Clearly he didn’t bargain on the determination of his daughter to painstakingly collect the familial threads and tie them together again and film the experience. We follow her as she pieces together a history beginning with her birth in Trinidad, one of the few countries accepting people like her father fleeing persecution in Nazi Germany. Though it involved a period of internment for Manfred, life in Trinidad is happy. He’s involved in the music industry and meets and marries Goldfish’s mother Phyllis who is on her way to somewhere else when she unaccountably disembarks at Port of Spain.

Young Su Goldfish with friend in Trinidad, The Last Goldfish

Faced with a reluctant subject, Goldfish seeks evidence in the generous family archive of photographs and her father’s home movie footage. Visually, the film relies heavily on these images as well as the filmmaker’s narration. Dog-eared black-and-white snaps and grainy film footage document the family’s happy life in Trinidad until their enforced departure following the 1970 Black Power Revolution and eventual migration to Australia, where the young Goldfish has to acknowledge that she’s white. Images change to crisp colour, marking the change from Caribbean to Antipodean light and with increasing candour that familiar distancing as Goldfish forms her own relationships and connections with the theatre and LGBTI communities. Her journey in Manfred’s colourful past is rendered in sepia tones and black and white images of before-and-after Europe extracted from family albums and leaving the marks of their disappearance.
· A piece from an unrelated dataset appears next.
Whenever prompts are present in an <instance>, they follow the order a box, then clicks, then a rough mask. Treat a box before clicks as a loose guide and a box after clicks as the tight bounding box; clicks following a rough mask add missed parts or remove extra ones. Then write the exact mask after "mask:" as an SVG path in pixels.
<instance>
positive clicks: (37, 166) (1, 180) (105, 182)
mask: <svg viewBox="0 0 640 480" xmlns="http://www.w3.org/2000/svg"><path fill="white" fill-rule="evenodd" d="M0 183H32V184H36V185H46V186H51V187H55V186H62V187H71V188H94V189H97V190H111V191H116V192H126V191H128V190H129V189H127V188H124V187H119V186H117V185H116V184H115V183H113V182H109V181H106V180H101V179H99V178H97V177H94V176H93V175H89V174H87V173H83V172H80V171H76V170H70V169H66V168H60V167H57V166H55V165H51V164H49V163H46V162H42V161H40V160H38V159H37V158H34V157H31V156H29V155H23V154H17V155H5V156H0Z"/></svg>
At 80 minutes, attention is occasionally tested though the film largely maintains momentum as we’re caught up in what becomes for Goldfish an almost obsessive project over 10 years of her film’s development. When it’s revealed that Manfred has a previous family, the search becomes more urgent. Video complements the still images as she traces — often in photographs — ancestral footprints, identifying and returning to places once inhabited by relatives, placing pebbles on gravestones, authorising commemorative plaques laid by German authorities now eager to make restitution for past wrongs. Each new contact invites a journey and adds another surprising piece to the puzzle: she learns she’s Jewish. She despairs over a missed connection with another distant relation, now dead: “I could have known her!” Early on, Goldfish is perplexed when her letter to the half-brother she’s discovered goes unanswered. Later she learns of the psychological damage to his abandoned son that her father’s displacement has wrought.

Manfred in Europe, The Last Goldfish

A slower paced element of the film is Goldfish’s understated video interview with her father. Mostly filmed in close-up, Manfred responds cagily to his daughter’s gently probing questions. Later her camera silently observes the aged Manfred and Phyllis moving with difficulty through their home. The footage of Manfred Goldfish stands alone as a poignant portrait.
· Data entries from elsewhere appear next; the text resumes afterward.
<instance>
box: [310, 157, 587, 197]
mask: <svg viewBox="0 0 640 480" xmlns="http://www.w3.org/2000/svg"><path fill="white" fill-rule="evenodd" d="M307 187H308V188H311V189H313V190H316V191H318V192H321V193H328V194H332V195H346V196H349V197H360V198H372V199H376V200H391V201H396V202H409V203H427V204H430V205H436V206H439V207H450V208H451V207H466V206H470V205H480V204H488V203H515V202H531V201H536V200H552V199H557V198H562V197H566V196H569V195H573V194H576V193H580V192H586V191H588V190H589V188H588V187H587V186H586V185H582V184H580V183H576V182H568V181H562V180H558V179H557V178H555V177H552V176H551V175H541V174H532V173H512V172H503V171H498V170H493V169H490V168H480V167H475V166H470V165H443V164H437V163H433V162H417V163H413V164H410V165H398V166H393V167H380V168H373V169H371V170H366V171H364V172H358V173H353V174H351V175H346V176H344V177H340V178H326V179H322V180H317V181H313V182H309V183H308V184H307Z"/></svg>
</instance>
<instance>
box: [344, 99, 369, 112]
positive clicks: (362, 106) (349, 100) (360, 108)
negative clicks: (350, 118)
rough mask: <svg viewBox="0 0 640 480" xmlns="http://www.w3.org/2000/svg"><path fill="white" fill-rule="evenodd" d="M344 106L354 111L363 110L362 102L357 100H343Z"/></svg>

Connections with the current world refugee crisis are inevitable. Watching The Last Goldfish, we can’t help be reminded of the repercussions of displacement and just what’s involved in putting the pieces back together again.

Premiering at the Sydney Film Festival, The Last Goldfish is one of 10 Australian documentaries funded in part by the Documentary Australia Foundation.

The Last Goldfish, 2017, writer, director Su Goldfish, producer Carolyn Johnson, editor Martin Fox, distributor Umbrella Entertainment.